In 1991, Ved Bhasin, wrote an editorial, “Murderers in Khaki”, on the killings in Sopore. It not only galvanized public opinion against excesses by the security forces but also motivated local writers, like me, to visit Sopore and write about the heart wrenching episode which was published by national magazine, Frontline.
Which brings to fore the question as to why did Ms Bhasin choose not to publish the column in her own paper? It is significant that the tirade against “Kashmiri editors” was published in a news and opinion portal. Who was being addressed? If it was the civil society of Kashmir in general, or the editors of Kashmir based papers in particular, it would have had a far greater impact were it to be published in the Kashmir Times.
With India being placed at 142 out of the 180 countries evaluated, its worse ever placement ever in the World Press Freedom Index, 2020, these are tough times for journalists. Reality is consistently being distorted by the propaganda war that parallels the pellets and the bullets. Not that journalists have a monopoly on the truth, but only collectively can there be hope to write the first draft of history; what we see as individuals, feel as a community and believe as a people.

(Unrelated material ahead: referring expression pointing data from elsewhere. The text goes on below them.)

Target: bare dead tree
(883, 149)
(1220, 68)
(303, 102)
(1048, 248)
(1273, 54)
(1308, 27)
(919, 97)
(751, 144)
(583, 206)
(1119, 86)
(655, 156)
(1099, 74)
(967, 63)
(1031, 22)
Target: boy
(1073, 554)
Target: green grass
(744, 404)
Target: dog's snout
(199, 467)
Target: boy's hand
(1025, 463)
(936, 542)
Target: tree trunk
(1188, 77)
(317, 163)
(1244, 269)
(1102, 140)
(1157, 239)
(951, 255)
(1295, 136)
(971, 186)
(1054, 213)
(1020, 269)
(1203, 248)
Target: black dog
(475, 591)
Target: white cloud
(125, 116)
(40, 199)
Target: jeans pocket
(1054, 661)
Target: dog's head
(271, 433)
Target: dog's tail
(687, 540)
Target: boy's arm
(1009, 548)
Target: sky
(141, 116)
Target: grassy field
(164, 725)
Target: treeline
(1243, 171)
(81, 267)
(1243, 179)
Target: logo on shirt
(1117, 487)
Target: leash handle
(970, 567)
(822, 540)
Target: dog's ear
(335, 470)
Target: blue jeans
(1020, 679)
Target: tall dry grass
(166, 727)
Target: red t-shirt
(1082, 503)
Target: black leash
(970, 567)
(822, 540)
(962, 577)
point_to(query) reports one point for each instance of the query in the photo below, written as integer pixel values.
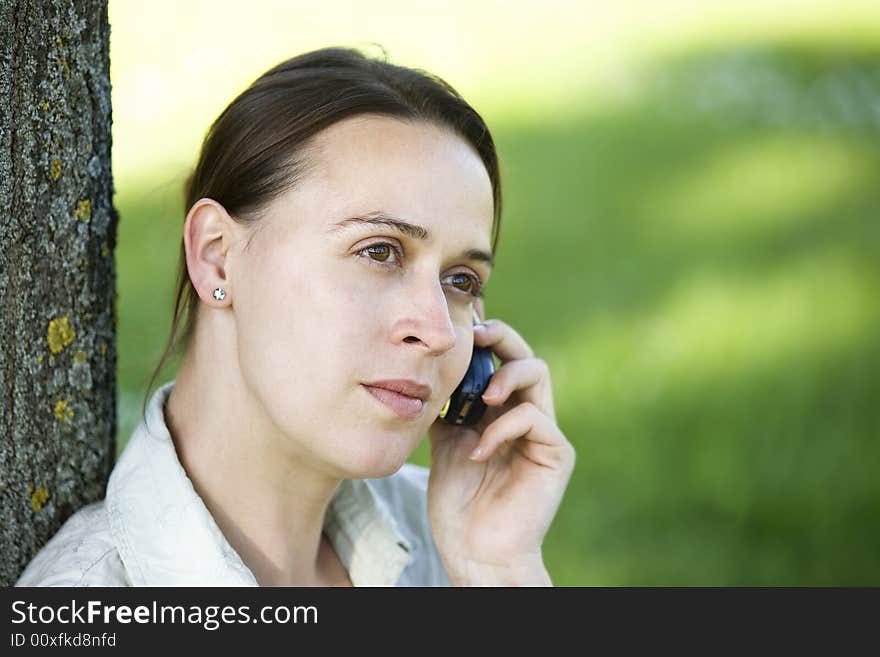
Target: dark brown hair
(258, 147)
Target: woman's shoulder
(81, 553)
(405, 495)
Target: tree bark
(57, 270)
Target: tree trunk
(57, 270)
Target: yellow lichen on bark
(61, 411)
(60, 334)
(38, 497)
(83, 210)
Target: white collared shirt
(153, 529)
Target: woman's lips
(409, 408)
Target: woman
(341, 223)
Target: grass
(699, 267)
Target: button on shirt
(153, 529)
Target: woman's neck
(268, 504)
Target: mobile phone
(466, 405)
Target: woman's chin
(377, 458)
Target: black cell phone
(466, 405)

At times such as these, summarized evocatively by her – “when democratic spaces vanish, the dangers of a venomous and unstoppable mob are enhanced … and the only thing that can avert such a danger is a responsive media, guided purely by the principle of informing and enriching informed opinion” – what is needed is not pontification but practice.
As a conscientious citizen, Ms Bhasin has done more than her bit by filing a case against the Union of India in the Supreme Court for the restoration of 4G. But as a journalist, one must say she has failed her own cause.